Abstract

From the early 1990s, the study of Taiwan has flourished into what is almost a field in its own right. Yet, despite this growth, Taiwan Studies remains an unstable and inchoate area of scholarship. Beyond key issues like democratization, national identity and the “miracle economy,” it has no dominant problematics, discursive structures or proscribed methodologies. And, unlike Chinese Studies, it is too small a field to be clearly demarcated into sub-fields.As a result, the study of Taiwan is unusually open to any and all possible topics for study. Indeed, the free play of the range of subjects in Taiwan studies is one aspect of the continuing establishment and consolidation of the meaning of “Taiwan” itself, and of a Taiwanese identity, over the last ten to 20 years.The Minor Arts of Daily Life: Popular culture in Taiwan is in the first instance an excellent contribution to this developing field, but it is also indicative of the challenges to producing legitimate academic knowledge of Taiwan.The book begins with a review of Taiwanese history, which, even now, is a necessary opening step to establish the discursive boundaries of a scholarly project on Taiwan. The introductory chapter presents what has become a received history of Taiwan, organizing it by ruling regimes over the last four centuries.
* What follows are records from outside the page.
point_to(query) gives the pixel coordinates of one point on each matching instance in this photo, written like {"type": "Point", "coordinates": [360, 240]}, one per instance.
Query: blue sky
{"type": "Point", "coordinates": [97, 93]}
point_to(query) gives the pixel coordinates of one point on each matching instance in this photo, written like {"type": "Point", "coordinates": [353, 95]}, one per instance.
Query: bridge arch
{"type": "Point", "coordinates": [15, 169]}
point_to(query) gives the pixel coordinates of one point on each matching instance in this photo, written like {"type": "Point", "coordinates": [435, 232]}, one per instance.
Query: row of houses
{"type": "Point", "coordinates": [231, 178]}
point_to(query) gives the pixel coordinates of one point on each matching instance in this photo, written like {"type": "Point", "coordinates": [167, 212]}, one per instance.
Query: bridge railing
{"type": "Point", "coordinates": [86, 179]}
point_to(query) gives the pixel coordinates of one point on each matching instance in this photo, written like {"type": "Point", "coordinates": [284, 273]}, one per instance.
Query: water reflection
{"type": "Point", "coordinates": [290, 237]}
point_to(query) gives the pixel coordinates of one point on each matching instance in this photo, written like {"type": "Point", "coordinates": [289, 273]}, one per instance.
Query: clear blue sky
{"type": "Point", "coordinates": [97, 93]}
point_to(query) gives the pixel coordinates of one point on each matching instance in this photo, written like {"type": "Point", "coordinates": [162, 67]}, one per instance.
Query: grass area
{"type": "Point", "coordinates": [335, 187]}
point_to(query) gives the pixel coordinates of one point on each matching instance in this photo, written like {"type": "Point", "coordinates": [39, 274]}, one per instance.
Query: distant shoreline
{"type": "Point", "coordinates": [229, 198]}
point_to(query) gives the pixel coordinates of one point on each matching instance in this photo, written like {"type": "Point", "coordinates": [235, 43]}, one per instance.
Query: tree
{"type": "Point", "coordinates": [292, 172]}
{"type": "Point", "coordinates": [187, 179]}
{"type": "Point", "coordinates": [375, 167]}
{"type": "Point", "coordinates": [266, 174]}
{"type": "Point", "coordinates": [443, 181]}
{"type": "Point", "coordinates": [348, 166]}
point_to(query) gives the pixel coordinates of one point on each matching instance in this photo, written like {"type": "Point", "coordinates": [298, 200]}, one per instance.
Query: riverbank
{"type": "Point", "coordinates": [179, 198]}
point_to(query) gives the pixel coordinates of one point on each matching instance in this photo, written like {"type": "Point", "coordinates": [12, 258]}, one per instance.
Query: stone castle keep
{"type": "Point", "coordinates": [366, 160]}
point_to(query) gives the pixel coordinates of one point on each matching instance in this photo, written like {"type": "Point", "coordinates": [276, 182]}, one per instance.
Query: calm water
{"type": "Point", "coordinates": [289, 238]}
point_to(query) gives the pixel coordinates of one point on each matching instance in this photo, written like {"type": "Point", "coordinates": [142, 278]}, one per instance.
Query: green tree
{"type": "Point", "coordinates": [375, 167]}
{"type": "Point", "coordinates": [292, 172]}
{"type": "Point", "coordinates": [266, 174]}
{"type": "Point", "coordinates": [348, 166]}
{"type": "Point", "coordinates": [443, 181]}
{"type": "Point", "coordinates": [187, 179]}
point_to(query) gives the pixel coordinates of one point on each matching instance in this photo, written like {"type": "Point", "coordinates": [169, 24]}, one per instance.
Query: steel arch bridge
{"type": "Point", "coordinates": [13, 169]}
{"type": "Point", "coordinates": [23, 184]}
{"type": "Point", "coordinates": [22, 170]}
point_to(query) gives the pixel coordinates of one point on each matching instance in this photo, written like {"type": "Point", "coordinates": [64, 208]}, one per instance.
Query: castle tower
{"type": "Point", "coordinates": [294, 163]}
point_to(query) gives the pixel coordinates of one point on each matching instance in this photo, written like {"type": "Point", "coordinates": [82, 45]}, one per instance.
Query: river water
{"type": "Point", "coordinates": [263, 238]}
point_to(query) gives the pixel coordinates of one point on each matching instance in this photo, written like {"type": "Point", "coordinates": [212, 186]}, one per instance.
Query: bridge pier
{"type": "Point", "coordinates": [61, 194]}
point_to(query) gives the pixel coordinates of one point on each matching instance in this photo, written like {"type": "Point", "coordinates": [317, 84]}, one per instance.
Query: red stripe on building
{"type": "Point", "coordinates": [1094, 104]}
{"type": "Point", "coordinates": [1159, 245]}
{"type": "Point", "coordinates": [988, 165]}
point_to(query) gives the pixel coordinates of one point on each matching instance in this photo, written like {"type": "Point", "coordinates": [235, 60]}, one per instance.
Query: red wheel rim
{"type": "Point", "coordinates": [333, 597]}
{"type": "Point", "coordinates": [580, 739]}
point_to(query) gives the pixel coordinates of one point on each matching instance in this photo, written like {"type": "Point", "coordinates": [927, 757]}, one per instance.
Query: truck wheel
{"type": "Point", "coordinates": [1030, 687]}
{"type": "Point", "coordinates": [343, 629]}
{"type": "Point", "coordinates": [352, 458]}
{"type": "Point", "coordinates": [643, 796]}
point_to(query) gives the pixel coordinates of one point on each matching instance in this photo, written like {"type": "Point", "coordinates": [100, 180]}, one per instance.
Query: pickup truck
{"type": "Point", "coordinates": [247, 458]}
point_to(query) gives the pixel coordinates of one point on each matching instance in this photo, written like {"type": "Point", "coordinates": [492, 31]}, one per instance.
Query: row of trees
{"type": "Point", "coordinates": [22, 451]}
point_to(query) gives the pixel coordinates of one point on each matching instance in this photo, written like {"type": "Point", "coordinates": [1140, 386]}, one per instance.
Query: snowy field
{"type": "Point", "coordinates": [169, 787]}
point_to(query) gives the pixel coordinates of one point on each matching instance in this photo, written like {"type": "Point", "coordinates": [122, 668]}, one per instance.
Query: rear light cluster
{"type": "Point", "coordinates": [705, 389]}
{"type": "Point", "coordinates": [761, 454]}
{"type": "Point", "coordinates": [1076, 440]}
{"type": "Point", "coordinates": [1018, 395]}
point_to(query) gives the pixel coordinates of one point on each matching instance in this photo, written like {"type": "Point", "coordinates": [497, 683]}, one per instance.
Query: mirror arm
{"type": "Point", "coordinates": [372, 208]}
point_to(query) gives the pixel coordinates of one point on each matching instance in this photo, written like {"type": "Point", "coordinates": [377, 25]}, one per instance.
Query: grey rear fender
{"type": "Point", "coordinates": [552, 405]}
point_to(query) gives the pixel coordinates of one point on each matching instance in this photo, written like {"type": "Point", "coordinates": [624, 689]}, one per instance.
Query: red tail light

This history was established most clearly in English by the work of Thomas Gold in the mid-1980s and here it is filled out with much detail and nuance.The body of the book is divided into four sections organized into generalizing categories: religion, the public sphere, economic life and popular entertainment. The methodologies include social history in Morris's chapter on baseball, anthropology in Katz's work on chicken-beheading rites, and media studies in Chu's chapter on talk-back television. Simon's work on gay and lesbian identity and Chin-ju Lin's chapter on Filipino domestic workers in Taiwan also add important critical dimensions.